He liked to tease Dwayne, who was a bachelor, extremely shy, a large flesh-colored man in a pajama-striped wash-and-wear suit and shoes like Chinese gunboats.
Sandy dropped some status reports in his in-box
. He listened to Dwayne talk about ad rates and cost-per-thousand. Sandy walked out of the office and he watched her, buttocks swinging meanly, printed with yellow parallelograms.
They’d wanted to give George Metesky a wig, a mustache and spectacles to make him look like Einstein.

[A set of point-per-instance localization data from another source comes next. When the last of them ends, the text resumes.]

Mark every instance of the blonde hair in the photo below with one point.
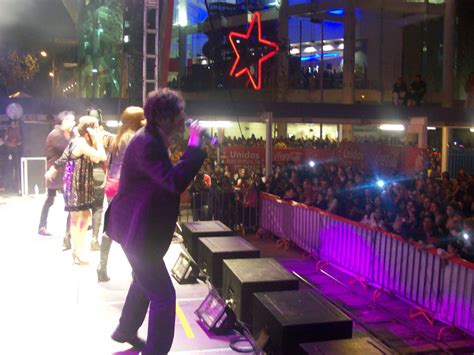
(131, 119)
(86, 122)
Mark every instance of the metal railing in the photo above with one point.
(231, 208)
(436, 288)
(460, 158)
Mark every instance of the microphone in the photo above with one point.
(205, 133)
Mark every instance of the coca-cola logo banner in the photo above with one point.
(380, 157)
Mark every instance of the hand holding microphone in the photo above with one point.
(196, 132)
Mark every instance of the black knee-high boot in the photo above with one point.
(104, 257)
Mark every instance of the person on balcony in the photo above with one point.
(469, 89)
(417, 92)
(399, 92)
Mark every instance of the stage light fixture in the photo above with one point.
(185, 270)
(215, 314)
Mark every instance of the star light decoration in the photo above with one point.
(235, 38)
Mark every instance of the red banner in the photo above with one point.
(377, 157)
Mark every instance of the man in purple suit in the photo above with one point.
(143, 214)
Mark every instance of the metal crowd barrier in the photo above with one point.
(227, 207)
(437, 289)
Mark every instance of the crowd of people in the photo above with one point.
(412, 95)
(430, 208)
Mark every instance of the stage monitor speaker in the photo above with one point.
(212, 252)
(185, 269)
(194, 230)
(32, 172)
(215, 314)
(358, 346)
(244, 277)
(289, 318)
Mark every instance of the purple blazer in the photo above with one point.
(142, 216)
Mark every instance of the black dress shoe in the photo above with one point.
(134, 340)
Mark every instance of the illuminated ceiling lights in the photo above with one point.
(216, 124)
(309, 49)
(392, 127)
(336, 12)
(318, 56)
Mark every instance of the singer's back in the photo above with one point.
(143, 214)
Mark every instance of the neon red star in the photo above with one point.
(246, 70)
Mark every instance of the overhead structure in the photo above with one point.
(151, 25)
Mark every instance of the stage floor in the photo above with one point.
(48, 305)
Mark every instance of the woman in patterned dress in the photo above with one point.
(80, 155)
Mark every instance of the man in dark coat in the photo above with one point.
(142, 218)
(56, 143)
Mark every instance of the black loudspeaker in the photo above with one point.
(212, 252)
(215, 314)
(194, 230)
(244, 277)
(359, 346)
(286, 319)
(185, 269)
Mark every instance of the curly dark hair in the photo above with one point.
(162, 105)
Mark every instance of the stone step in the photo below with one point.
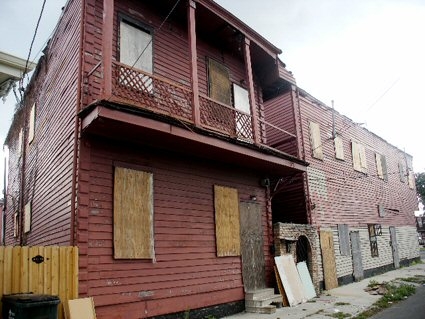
(263, 302)
(259, 294)
(266, 309)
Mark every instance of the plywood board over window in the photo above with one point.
(381, 166)
(339, 148)
(227, 221)
(27, 217)
(315, 141)
(133, 214)
(359, 157)
(219, 82)
(31, 129)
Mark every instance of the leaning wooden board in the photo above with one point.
(290, 279)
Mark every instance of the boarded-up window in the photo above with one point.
(359, 157)
(219, 87)
(27, 217)
(411, 180)
(315, 141)
(133, 214)
(373, 240)
(227, 224)
(344, 240)
(15, 225)
(20, 142)
(402, 171)
(381, 166)
(339, 148)
(136, 51)
(31, 129)
(241, 103)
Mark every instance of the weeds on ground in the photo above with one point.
(394, 294)
(340, 315)
(418, 279)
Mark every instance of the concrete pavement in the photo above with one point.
(350, 299)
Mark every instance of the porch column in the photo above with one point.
(108, 29)
(254, 114)
(193, 62)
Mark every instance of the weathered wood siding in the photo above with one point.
(341, 195)
(49, 157)
(279, 111)
(187, 273)
(170, 49)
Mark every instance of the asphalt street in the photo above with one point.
(411, 308)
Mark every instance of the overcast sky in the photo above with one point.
(366, 55)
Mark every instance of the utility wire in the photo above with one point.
(32, 43)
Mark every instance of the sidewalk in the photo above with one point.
(350, 299)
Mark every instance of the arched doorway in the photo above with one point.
(303, 251)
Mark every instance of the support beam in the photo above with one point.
(193, 55)
(108, 29)
(254, 111)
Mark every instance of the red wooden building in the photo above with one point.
(144, 141)
(165, 138)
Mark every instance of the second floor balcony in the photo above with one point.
(192, 86)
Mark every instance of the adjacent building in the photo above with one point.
(171, 145)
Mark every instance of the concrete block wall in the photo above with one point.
(283, 232)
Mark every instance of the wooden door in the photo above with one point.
(328, 259)
(253, 265)
(394, 247)
(356, 252)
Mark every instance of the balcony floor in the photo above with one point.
(142, 127)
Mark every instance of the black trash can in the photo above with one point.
(25, 306)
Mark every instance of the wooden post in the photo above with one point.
(193, 62)
(254, 113)
(108, 29)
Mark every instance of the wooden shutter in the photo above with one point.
(133, 214)
(339, 148)
(316, 142)
(219, 82)
(344, 240)
(227, 221)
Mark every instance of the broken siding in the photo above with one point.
(187, 273)
(49, 158)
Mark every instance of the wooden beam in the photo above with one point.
(254, 111)
(108, 29)
(193, 54)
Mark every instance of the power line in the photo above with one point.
(32, 43)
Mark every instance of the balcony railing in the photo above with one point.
(160, 95)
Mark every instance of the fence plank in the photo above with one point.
(56, 275)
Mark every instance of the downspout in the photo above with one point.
(307, 194)
(77, 130)
(22, 188)
(3, 224)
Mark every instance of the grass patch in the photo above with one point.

These creative minds with their sublimated forms of destruction. Every third campaign featured some kind of play on weapons. The agency was still in shock over the Equinox Oil campaign. This was a very expensive effort that culminated in a sixty-second commercial shot in the Jornada del Muerto in remotest New Mexico. Site of the first atomic test shot ever made. A white space on the map. Totally closed to the public. Charlie thought the idea would fly, actually. Fill up two cars with premium gasoline. One with Equinox, the other with a leading competitive brand. Run the cars across the barren desert. Shoot the commercial with helicopters, crane shots, tracking shots, slow motion, stop action, all the latest know-how. White car versus black car. Clear implication. U.S. versus USSR. First car to get to the Trinity site wins—this is the monument that marks the spot where the bomb went off. We get permission from the Department of Energy, Department of Defense, Atomic Energy Commission, National Park Service. We shoot the thing. Takes many weeks. Costs, per second, more than a Hollywood epic. But it’ll fly, baby. The stark scrub. The heat undulations and cow skulls. The dust storms. The high-angle shots—one car pulling away, the other catching up. A voice-over done by a pompous announcer with a cold war tone. Which car will run out of gas first? Which one will get to the marker? Miles per gallon. A huge consumer issue. Of course the white car outlasted the black car and reached the site first. We air the commercial. Heavy schedule. We thought the Soviet embassy might lodge a complaint. We looked forward to it. Free publicity. What happens? We get complaints all right. But not from foreign governments. We hear from the National Association for the Advancement of Colored People. We hear from the Urban League. We hear from the Congress of Racial Equality. Because the white car beat the black car. An amazing firestorm of protest. Threatened boycotts of all Equinox products. We pull the commercial. We reshoot the entire thing and absorb the cost ourselves. Two cars. Both white. Car with letter A painted on roof. Car with letter B painted on roof. Lesson. Don’t mix your metaphors.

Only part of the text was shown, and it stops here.